We will train a Llama2 model from MetaAI, depending if it is the `chat` or `vanilla` version, you will need to format your instructions differently. My to go place to find these format is the hugginface model card (but many times it is missing), the official paper (can be hard to find) or the [Axolotl training library](https://github.com/OpenAccess-AI-Collective/axolotl/blob/main/src/axolotl/prompt_strategies/llama2_chat.py)

In [28]:
mistral_prompt = """[INST]You are AI that converts human request into api calls. 
You have a set of functions:
-news(topic="[topic]") asks for latest headlines about a topic.
-math(question="[question]") asks a math question in python format.
-notes(action="add|list", note="[note]") lets a user take simple notes.
-openai(prompt="[prompt]") asks openai a question.
-runapp(program="[program]") runs a program locally.
-story(description=[description]) lets a user ask for a story.
-timecheck(location="[location]") ask for the time at a location.

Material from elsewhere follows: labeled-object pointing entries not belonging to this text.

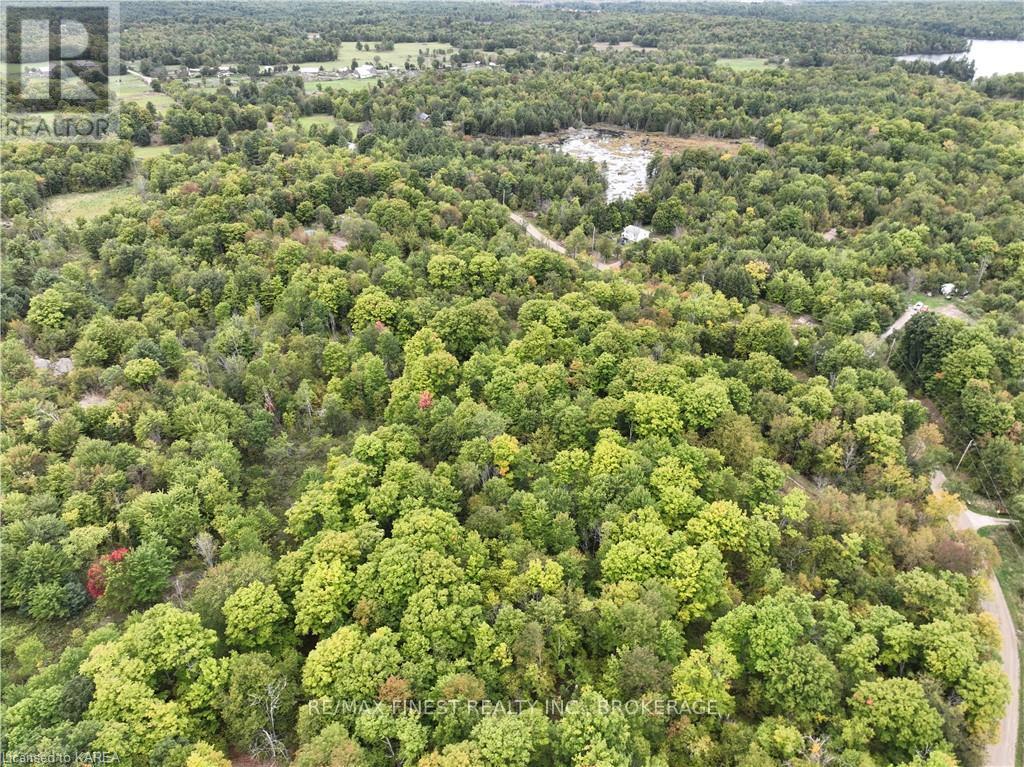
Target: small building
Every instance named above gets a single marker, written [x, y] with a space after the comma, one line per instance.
[633, 235]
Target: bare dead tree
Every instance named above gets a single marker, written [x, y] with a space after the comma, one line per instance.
[207, 547]
[267, 744]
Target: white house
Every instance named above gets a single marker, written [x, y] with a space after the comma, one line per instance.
[634, 235]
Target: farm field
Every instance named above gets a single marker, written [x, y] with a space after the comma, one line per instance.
[88, 205]
[744, 65]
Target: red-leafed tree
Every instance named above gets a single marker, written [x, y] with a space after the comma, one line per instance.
[95, 579]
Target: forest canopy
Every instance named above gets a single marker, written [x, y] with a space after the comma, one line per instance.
[351, 431]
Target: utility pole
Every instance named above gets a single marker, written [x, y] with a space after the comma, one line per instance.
[964, 454]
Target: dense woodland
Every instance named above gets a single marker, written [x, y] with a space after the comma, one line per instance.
[337, 440]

If no location is given it's assumed to be the current location.
-timer(duration="[duration]") sets a timer for duration written out as a string.
-weather(location="[location]") ask for the weather at a location. If there's no location string the location is assumed to be where the user is.
-other() should be used when none of the other commands apply

Here is a user request, reply with the corresponding function call, be brief.
USER_QUERY: {user}[/INST]{answer}"""

In [29]:
def _create_mistral_instruct_prompt(user, answer=""):
    return mistral_prompt.format(user=user, answer=answer)

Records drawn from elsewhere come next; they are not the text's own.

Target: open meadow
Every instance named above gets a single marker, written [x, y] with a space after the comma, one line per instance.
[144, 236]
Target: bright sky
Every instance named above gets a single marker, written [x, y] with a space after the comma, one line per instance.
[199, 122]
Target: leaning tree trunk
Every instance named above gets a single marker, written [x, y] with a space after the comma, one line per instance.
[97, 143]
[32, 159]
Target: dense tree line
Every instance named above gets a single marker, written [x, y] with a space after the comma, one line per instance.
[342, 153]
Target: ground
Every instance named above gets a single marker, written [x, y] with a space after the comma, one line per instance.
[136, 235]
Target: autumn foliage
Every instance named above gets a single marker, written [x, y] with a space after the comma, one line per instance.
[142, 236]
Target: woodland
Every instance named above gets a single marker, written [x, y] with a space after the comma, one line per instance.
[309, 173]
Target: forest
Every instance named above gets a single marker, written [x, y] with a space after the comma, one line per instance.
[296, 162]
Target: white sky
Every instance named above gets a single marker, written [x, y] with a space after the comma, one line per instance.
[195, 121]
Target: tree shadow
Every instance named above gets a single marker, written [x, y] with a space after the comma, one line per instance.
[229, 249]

def create_prompt(row): return _create_mistral_instruct_prompt(**row)

In [30]:
print(create_prompt(ds["train"][0]))

[INST]You are AI that converts human request into api calls. 
You have a set of functions:
-news(topic="[topic]") asks for latest headlines about a topic.
-math(question="[question]") asks a math question in python format.
-notes(action="add|list", note="[note]") lets a user take simple notes.
-openai(prompt="[prompt]") asks openai a question.
-runapp(program="[program]") runs a program locally.
-story(description=[description]) lets a user ask for a story.
-timecheck(location="[location]") ask for the time at a location. If no location is given it's assumed to be the current location.
-timer(duration="[duration]") sets a timer for duration written out as a string.
-weather(location="[location]") ask for the weather at a location. If there's no location string the location is assumed to be where the user is.
-other() should be used when none of the other commands apply

Here is a user request, reply with the corresponding function call, be brief.
USER_QUERY: I'll get this flowy.[/INST]

In [31]:
from types import SimpleNamespace

MODEL_NAME = "mistralai/Mistral-7B-Instruct-v0.1"

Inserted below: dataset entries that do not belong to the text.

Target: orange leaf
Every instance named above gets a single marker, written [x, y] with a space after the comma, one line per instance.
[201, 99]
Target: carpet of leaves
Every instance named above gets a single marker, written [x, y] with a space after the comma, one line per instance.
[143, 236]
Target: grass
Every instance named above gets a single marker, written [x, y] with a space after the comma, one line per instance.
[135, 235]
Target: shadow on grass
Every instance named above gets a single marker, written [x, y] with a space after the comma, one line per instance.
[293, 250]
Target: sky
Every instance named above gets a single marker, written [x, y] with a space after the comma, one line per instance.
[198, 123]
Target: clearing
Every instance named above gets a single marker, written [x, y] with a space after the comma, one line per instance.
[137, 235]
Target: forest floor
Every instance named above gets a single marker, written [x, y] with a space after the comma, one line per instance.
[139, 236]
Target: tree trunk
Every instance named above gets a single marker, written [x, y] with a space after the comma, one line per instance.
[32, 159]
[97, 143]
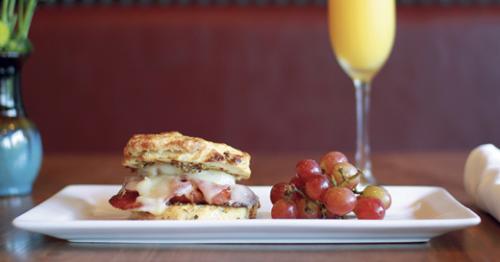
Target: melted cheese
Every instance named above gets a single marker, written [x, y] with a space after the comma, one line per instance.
[213, 176]
[161, 182]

# Define and parse arguments.
script_args=SimpleNamespace(
    model_name=MODEL_NAME,               # "the model name"
    dataset_artifact=DATASET_ARTIFACT,   # "the W&B artifact holding the dataset
    log_with="wandb",                    # "use 'wandb' to log with wandb"
    learning_rate=1.4e-5,                # "the learning rate"
    batch_size=2,                        # "the batch size", 24GB -> 2, 40GB -> 4
    seq_length=400,                      # "Input sequence length"
    gradient_accumulation_steps=16,      # "simulate larger batch sizes"
    load_in_x_bits=4,                    # "load the model in 4/8 precision
    use_peft=True,                       # "Wether to use PEFT or not to train adapters"
    output_dir="output",                 # "the output directory"
    peft_lora_r=64,                      # "the rank of the matrix parameter of the LoRA adapters"
    peft_lora_alpha=16,                  # "the alpha parameter of the LoRA adapters"
    logging_steps=1,                     # "How often to log"
    use_auth_token=True,                 # "Use HF auth token to access the model"
    max_steps=500,                       # "the number of training steps"
)

## Model

We can load the model with all the bells and whistles from Transformers!

In [32]:
# Step 1: Load the model
if script_args.load_in_x_bits in [4,8]:
    quantization_config = BitsAndBytesConfig(
        load_in_8bit=script_args.load_in_x_bits==8, 
        load_in_4bit=script_args.load_in_x_bits==4
    )
else:
    quantization_config = None

model = AutoModelForCausalLM.from_pretrained(
    script_args.model_name,
    quantization_config=quantization_config,
    device_map="auto",
    torch_dtype=torch.bfloat16,
    use_auth_token=script_args.use_auth_token,
)

Loading checkpoint shards:   0%|          | 0/2 [00:00<?, ?it/s]

In [33]:
# Step 3: Define the training arguments
training_args = TrainingArguments(
    output_dir=script_args.output_dir,
    per_device_train_batch_size=script_args.batch_size,
    per_device_eval_batch_size=script_args.batch_size,
    gradient_accumulation_steps=script_args.gradient_accumulation_steps,
    learning_rate=script_args.learning_rate,
    logging_steps=script_args.logging_steps,
    # num_train_epochs=script_args.num_train_epochs,
    max_steps=script_args.max_steps,
    report_to=script_args.log_with,
)


# Step 4: Define the LoraConfig
if script_args.use_peft:
    peft_config = LoraConfig(
        r=script_args.peft_lora_r,
        lora_alpha=script_args.peft_lora_alpha,
        bias="none",
        task_type="CAUSAL_LM",
        target_modules=["q_proj", "v_proj"],
    )
else:
    peft_config = None

Now we need to instantiate the `SFTTrainer` with the correct preprocessing:
- We want to pack sequences to a certain length (longer means more memory usage)
- We want to tokenize
- We also want to apply our prompt

In [34]:
script_args.seq_length

400

In [35]:
training_args.eval_steps = training_args.max_steps // 5
training_args.evaluation_strategy = "steps"

In [36]:
wandb.init(project="otto", job_type="finetune")
    
ds = load_ds_from_artifact(DATASET_ARTIFACT)
    
# Step 5: Define the Trainer
trainer = SFTTrainer(
    model=model,
    train_dataset=ds["train"],
    eval_dataset=ds["test"],
    args=training_args,
    max_seq_length=script_args.seq_length,
    packing=True,
    formatting_func=create_prompt,
    peft_config=peft_config,
)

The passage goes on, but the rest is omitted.